Во дворе её дома, около тропинки, по которой я решил сократить дорогу, колодец пел нескончаемую песню подземной воды. Вода была невидима, но слышна, она шелестела внизу, в нескольких метрах от меня, и была похожа на воду, которую я слышал на скальных осыпях-курумниках, высушенных солнцем. Ручей так же шелестел под сухими и горячими камнями, но до него было не добраться.
Нужно было совершить долгий и утомительный спуск с горы, миновать отвесную стену, чтобы дойти до той воды, которую я искал, а пока терпеть. Поэтому я с тоской слушал этот шум на окраине большого города.

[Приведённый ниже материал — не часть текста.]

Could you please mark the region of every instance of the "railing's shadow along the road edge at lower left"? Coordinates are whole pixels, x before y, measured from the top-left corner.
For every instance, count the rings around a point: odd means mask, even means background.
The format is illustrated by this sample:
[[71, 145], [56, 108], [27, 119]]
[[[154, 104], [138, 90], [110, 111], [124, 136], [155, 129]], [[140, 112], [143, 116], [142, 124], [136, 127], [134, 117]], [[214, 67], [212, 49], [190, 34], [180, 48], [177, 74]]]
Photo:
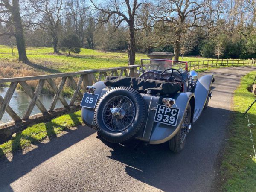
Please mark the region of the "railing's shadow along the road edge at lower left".
[[[52, 129], [48, 128], [48, 131], [50, 132]], [[13, 191], [10, 186], [12, 182], [26, 175], [49, 158], [95, 133], [93, 129], [84, 126], [65, 131], [68, 133], [58, 138], [51, 138], [48, 143], [33, 143], [37, 147], [25, 154], [22, 150], [14, 152], [11, 161], [6, 157], [0, 158], [0, 191]]]

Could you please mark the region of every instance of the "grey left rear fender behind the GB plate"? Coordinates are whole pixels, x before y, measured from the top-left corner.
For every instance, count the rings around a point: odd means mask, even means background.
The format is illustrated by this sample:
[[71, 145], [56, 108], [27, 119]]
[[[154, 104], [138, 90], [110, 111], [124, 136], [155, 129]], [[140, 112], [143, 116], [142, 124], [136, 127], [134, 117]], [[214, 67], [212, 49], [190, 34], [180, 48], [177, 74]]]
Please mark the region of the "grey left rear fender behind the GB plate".
[[[99, 95], [98, 97], [98, 101], [99, 101], [101, 96], [106, 92], [106, 91], [102, 91], [103, 89], [106, 88], [106, 86], [103, 81], [96, 82], [95, 84], [93, 84], [93, 86], [96, 88], [94, 94]], [[95, 109], [85, 108], [85, 107], [82, 107], [82, 111], [81, 111], [81, 117], [84, 124], [90, 128], [93, 128], [94, 126], [94, 122], [93, 122], [94, 111]]]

Я шёл по ещё тёмной улице мимо спящих машин, мимо машин, проснувшихся и хватавших своими жёсткими лапами мусорные ящики, поглощавших содержимое этих ящиков, урча и подмигивая при этом жёлтым глазом. На углу скопления домов, притворившихся улицей, всё так же лежали арбузы, похожие в утренней темноте на груду земли из соседней ремонтной траншеи. Только небритые уже спали, один положа голову на другого, а тот, другой, положив голову на арбуз. Они спали, свернувшись калачиками, как бездомные собаки, которые тоже спали — тут же, рядом, устроившись, однако, поудобнее — на решётке, откуда валил теплый воздух и тянуло кислым. Небритые люди спали, становясь ещё более небритыми, щетина беззвучно отрастала у них на щеках, освещаемая всё ещё горящей лампой, что раскачивалась теперь иначе, потому что ветер стал утренним, сменил своё направление.